Sir Francis Bacon decía que los viajes, durante la juventud, son una parte de la educación, mientras que en la vejez constituyen una prueba de la experiencia. Si fuera cierto, cosa que a nosotros nos parece indudable, bien podría decirse que en Sevilla no tenemos demasiadas letras ni la experiencia, al contrario de lo que dice el refrán, es siempre un grado. Por lo habitual, en esta ciudad se viaja poco y mal. Hasta hace unas décadas nuestras élites apenas si salían de los estrictos límites hispalenses. Ahora, cuando las nuevas generaciones se marchan a buscar el incierto futuro fuera a falta de sustento patrio, se viaja por obligación, igual que si fuera una condena. Alejarse de Sevilla para crecer en lo personal y profesional, un cursus honorum que todos deberíamos hacer al menos una vez en la vida, sigue viéndose como una maldición en lugar de como un regalo que nos permite aprender, comparar las enseñanzas adquiridas y reformular nuestra propia idea del terruño.

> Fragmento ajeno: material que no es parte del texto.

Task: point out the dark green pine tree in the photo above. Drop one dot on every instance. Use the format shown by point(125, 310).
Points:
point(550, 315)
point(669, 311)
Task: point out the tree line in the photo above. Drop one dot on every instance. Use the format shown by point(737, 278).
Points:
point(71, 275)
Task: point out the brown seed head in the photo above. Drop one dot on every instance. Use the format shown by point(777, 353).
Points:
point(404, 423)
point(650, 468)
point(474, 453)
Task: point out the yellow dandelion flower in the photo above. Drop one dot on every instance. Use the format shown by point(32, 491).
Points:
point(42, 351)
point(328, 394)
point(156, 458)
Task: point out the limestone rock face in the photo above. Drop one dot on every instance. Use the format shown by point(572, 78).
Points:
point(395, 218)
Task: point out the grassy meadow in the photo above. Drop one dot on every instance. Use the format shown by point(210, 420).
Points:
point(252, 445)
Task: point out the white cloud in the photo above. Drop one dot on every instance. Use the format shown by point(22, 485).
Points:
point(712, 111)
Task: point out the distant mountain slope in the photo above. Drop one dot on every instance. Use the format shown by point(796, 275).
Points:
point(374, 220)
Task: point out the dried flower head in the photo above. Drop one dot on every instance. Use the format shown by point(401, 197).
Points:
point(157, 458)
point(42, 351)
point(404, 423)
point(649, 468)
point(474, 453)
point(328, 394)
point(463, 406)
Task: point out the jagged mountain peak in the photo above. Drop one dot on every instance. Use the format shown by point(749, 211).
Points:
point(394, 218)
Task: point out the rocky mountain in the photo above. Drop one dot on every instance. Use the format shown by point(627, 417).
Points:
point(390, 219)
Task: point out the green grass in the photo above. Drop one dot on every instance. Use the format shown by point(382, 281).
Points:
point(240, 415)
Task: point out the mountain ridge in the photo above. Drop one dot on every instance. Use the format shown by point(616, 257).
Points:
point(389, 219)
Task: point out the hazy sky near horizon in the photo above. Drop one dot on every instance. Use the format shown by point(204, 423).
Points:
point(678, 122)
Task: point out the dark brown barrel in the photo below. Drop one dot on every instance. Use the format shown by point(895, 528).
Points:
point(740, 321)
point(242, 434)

Paradójicamente, no conozco otra ciudad más obsesionada que Sevilla con el turismo, que es una industria con apenas dos siglos de historia que en estos pagos nunca se ha practicado en primera persona pero con la que, asombrosamente, pretendemos subsistir. Una perfecta incoherencia. Durante las tres últimas décadas, y con independencia de quien ocupara la Alcaldía, una buena parte de la política municipal se ha consagrado a proyectos, planes y propuestas para fomentar el turismo. Todas hechas con el mismo guión y la retórica de los años setenta. Por un lado se dice que el turismo es lo que mantiene a la economía local. Por otro, que es necesario seguir promocionando lo que todo el mundo ya conoce de Sevilla: el costumbrismo con carné.

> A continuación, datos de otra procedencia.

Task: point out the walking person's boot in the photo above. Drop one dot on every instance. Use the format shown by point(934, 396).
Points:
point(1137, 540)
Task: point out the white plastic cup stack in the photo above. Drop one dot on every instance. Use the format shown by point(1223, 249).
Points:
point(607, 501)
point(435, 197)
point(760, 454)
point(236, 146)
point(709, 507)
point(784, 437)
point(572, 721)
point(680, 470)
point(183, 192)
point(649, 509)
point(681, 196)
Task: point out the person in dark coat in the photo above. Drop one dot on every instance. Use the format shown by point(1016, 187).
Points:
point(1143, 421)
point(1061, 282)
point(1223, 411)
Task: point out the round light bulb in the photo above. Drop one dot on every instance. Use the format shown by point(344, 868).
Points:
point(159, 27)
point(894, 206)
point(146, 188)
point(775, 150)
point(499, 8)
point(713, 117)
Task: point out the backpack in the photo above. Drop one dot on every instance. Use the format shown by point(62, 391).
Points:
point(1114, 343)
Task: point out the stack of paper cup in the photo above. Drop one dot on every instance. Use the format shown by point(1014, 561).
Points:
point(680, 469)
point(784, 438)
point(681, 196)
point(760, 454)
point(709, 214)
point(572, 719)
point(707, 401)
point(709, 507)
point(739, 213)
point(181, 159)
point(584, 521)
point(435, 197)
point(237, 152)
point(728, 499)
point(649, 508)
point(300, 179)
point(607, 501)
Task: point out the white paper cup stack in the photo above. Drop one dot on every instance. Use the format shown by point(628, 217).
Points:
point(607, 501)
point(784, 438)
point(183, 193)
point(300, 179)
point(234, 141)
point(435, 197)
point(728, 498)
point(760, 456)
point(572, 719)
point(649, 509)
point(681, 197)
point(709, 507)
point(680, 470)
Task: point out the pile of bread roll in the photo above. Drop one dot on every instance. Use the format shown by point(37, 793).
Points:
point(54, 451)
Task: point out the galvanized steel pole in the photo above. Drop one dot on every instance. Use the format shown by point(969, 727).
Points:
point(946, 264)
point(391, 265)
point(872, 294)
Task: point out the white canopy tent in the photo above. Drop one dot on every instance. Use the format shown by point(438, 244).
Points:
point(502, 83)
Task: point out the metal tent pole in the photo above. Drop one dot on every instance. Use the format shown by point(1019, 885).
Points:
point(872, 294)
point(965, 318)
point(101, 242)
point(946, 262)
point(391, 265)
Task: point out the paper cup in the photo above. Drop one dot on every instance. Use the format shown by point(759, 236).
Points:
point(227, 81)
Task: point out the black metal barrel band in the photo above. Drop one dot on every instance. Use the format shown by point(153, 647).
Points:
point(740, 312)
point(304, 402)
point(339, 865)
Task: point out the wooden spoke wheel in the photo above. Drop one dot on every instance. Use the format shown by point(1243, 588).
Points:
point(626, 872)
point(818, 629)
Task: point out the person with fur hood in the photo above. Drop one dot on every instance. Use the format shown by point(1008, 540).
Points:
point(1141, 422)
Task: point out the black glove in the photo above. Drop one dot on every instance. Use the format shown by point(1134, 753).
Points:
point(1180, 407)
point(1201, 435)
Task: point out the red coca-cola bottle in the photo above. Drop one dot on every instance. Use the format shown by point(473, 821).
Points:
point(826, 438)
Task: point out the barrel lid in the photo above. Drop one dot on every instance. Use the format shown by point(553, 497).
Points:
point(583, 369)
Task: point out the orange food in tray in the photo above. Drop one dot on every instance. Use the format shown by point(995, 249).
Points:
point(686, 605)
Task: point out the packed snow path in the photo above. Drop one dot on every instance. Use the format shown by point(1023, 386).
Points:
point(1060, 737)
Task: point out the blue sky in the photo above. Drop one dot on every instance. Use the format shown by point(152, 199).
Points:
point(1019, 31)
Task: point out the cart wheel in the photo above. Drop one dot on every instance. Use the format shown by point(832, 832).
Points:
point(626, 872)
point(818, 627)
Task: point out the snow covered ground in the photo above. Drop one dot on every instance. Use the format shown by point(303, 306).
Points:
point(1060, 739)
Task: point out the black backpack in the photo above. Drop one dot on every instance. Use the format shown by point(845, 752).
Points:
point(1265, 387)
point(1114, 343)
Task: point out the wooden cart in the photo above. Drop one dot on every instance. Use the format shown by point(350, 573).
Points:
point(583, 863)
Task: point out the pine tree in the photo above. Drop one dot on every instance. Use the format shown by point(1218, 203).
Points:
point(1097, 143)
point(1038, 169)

Ninguna de ambas cosas son ciertas. Si el turismo fuera un motor económico real, no lo único que tenemos para no fenecer en el fondo del pozo, los índices laborales de Sevilla no estarían en el subsuelo. Y si hubiera alguna necesidad de contarle al resto del mundo lo que somos, como si el mundo no lo supiera desde hace bastante tiempo, extraña mucho que desde las instituciones se insista en una estampa que a buena parte del orbe debe resultarle casi medieval. El mundo real va de hacer cosas. Salvo en Sevilla, donde lo único que se hacemos es proclamar –además sin viajar, lo cual tiene mayor delito– que somos la mejor ciudad del mundo.
Los políticos fomentan todo esto para acariciar el ego general. No deberían temer nada: vida inteligente nos va quedando bastante poca y está controlada. En Sevilla hemos hecho de nuestra condición y naturaleza de aldea –geográficamente somos una ciudad; culturalmente un pueblo– una industria irregular que permite a los gobernantes patrios viajar siempre a nuestra costa, aparentar algún mérito, no teniendo en realidad demasiados, y justificar su incapacidad para solventar los problemas cotidianos con la eterna cantinela de que hacen lo que pueden para que vengan más turistas a la ciudad, como si eso y el éxito fueran la misma cosa.
La obsesión municipal con el turismo acostumbra defenderse en función del empleo –sin dar nunca datos de su cantidad y su calidad; si se conocieran las cifras reales se rompería el cuento– y la riqueza. Rara vez se plantea si no sería necesario dejar de repetir la misma estrategia de siempre: gastar el dinero de todos en un sector que no beneficia a todos, sino exclusivamente a una parte muy concreta de la ciudad oficial. ¿Han visto ustedes a algún hotelero u hostelero patrocinar algún acto cultural? ¿Conocen de alguno que haya arriesgado su propio dinero para atraer visitantes y clientes ? Yo no. No es que sean liberales, es que son pasivos.
Y, sin embargo, todos ellos exigen al Consistorio inversiones públicas cuya rentabilidad termina siendo siempre privada. E influyen en la Alcaldía para que no aplique las ordenanzas locales y permita, entre otras muchas cosas, barbaridades como que las plazas y calles de Sevilla sean un inmenso abrevadero donde pasear es algo imposible. Hablarles a estos empresarios de competitividad es una quimera. Lo suyo es la queja constante. En realidad, cuando votamos cada cuatro años no elegimos a un alcalde, sino a un promotor turístico que va a dedicarse durante la mayor parte de su reinado a promocionar una ciudad que no existe –la de los turistas– para dejar sin resolver los problemas de la Sevilla real. Quienes vamos a las urnas somos los ciudadanos, no los visitantes. Alguien debería darse cuenta de una vez de la diferencia. Y reparar en que gobernar una ciudad no consiste en montar un tour para falsificar la historia, sino en resolver problemas.